Before you worry too much about the effect that a year-long social isolation has had on me, I promise the title of this post is not as strange as it might seem.

Indeed, the past year has been an odd one – and I won’t get into that – but nothing is quite as fascinating and, at the same time impossibly odd, as the way our own brains work. My role at ANSA focuses on the development of specialist computer systems that aim to, amongst other things, learn how to “see” and identify features in data acquired from oil & gas wells. We are exploring the game-changing insight into cased hole data analytics that can be achieved through systems powered by Artificial Intelligence and Machine Learning.

But, when it comes us as humans, you might well ask: How do “we” do it?

Our (crazy) Visual System

Surely our own visual system should provide a good template on how to evolve the ability to see, to identify patterns, to process visual information coming from our own two eye-shaped biological cameras and make sense of it all, right? Wrong.

It turns out that, in programming terms, our visual system is very badly botched together, with a huge number of “hacks” to make sure things work as expected. If it takes a lot of approximation, making things up, straight up lying and even time-travelling, well, if you are the human visual system, that is just fine.

One of the most interesting and weirdest phenomena in the way we see is called Chronostasis. It comes about because our eyes move very, very quickly, in coordinated shifts called saccades, and, it turns out that most of our vision goes rather blurry during those quick shifts. Now, if this were a programming challenge a software developer would probably simply ignore the visual input during those milliseconds – but we don’t see “blurry”, nor do we have missing intervals; what we see appears to be continuous in time. So how does our brain deal with this lack of “video input” every single time we move our eyes? It time-travels!

Don’t believe me? You can observe this effect yourself with the help of an analog watch with a ticking seconds hand. Watch the seconds hand for a few moments and then look away (moving your eyes only, not your head). When you look back at the second hands the first second will appear to take longer to pass! What happened there is that your brain just lied to you about how long a second “is”, in order to hide the fact that it couldn’t really see anything for up to 500ms while you moved your eyes away and back.

Another way to demonstrate that our vision is not perfectly continuous in time is to simply look in the mirror. You won’t be able to see your own eyes moving when looking from one eye to the other, no matter how hard you try, as that gets masked by your brain. On the other hand, if instead of a mirror you use the selfie camera on your phone, you should be able to see the saccades, as the camera adds enough delay.

Apples and Apples

When discussing the implementation of Ai systems to aid how we make sense of the data around us, it is often easy to make arguments based on how quickly an automated system can perform when compared to its human counterpart. Let’s consider, for example, the identification of a particular pattern in a time-series. It could be the Gamma Ray signature of a particular area of an oil & gas correlation survey, or the pattern associated with premature ventricular contraction on an ECG trace. A specialist system can search tens of thousands of feet of Gamma Ray data sampled at 0.01 ft or a whole year of ECG data in minutes, something it would take a specialist an inordinate amount of time to do.

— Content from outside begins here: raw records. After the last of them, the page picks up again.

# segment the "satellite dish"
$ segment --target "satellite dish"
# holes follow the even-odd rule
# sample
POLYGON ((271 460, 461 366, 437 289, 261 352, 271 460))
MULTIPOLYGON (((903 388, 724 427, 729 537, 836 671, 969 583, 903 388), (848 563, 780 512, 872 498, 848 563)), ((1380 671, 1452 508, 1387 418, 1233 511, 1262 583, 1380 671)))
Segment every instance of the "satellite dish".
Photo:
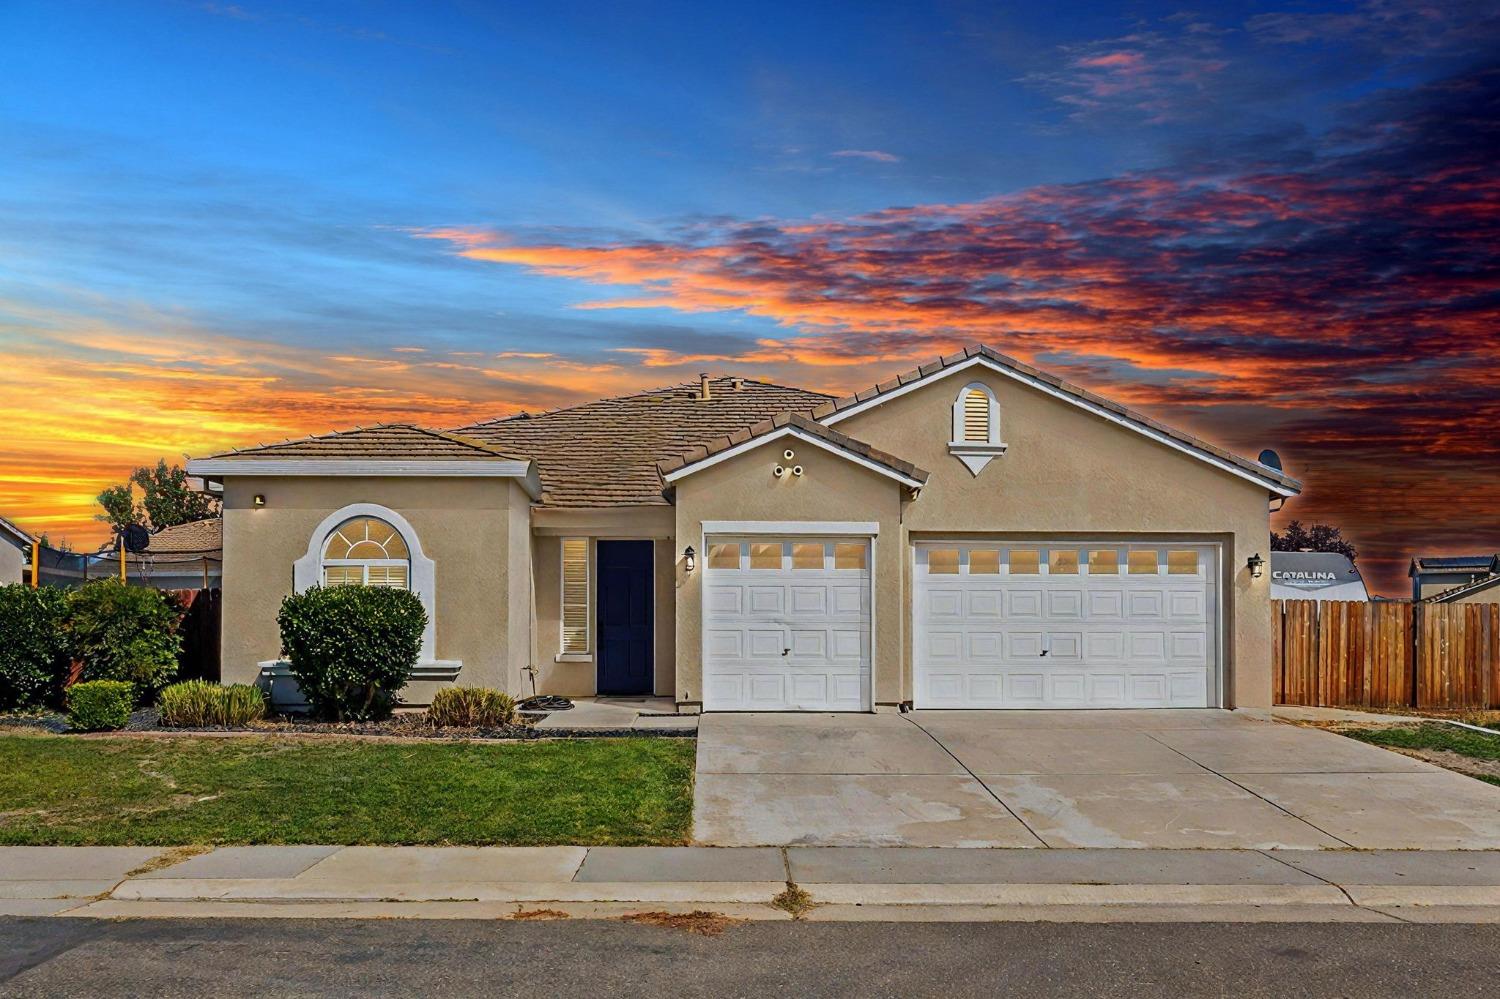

What is often not given enough focus is how comparable the results really are, based on the same data, but when interpreted by different specialists. We now know that at a very low level what we see is not quite as it seems, that what we “see” and what we “think we see” are rarely the same thing. But that is just the tip of the eye-cberg (sorry… I just couldn’t resist). At a higher level, we humans are often flirting with all manner of biases in the way we interpret information, whatever the source. There are so many different types of biases that the word count of this post could be greatly increased just by naming a few: confirmation bias; apophenia; anchoring; self-serving; status quo; etc. All of these introduce an element of uncertainty, which is compounded when the same information is being looked at by several different individuals, leading to multiple – and often conflicting – diagnostics.

This is perhaps where the greatest value can be derived from the application of Ai & Machine Learning to complex, data-driven answers systems. The ability to compare apples with apples.

At ANSA, we are taking cased hole data analysis to the next level – drawing on our 30 year oil & gas heritage analysing millions of feet of well log data, and integrating that with cutting-edge Ai/ML techniques to drastically improve reporting speed, consistency and accuracy.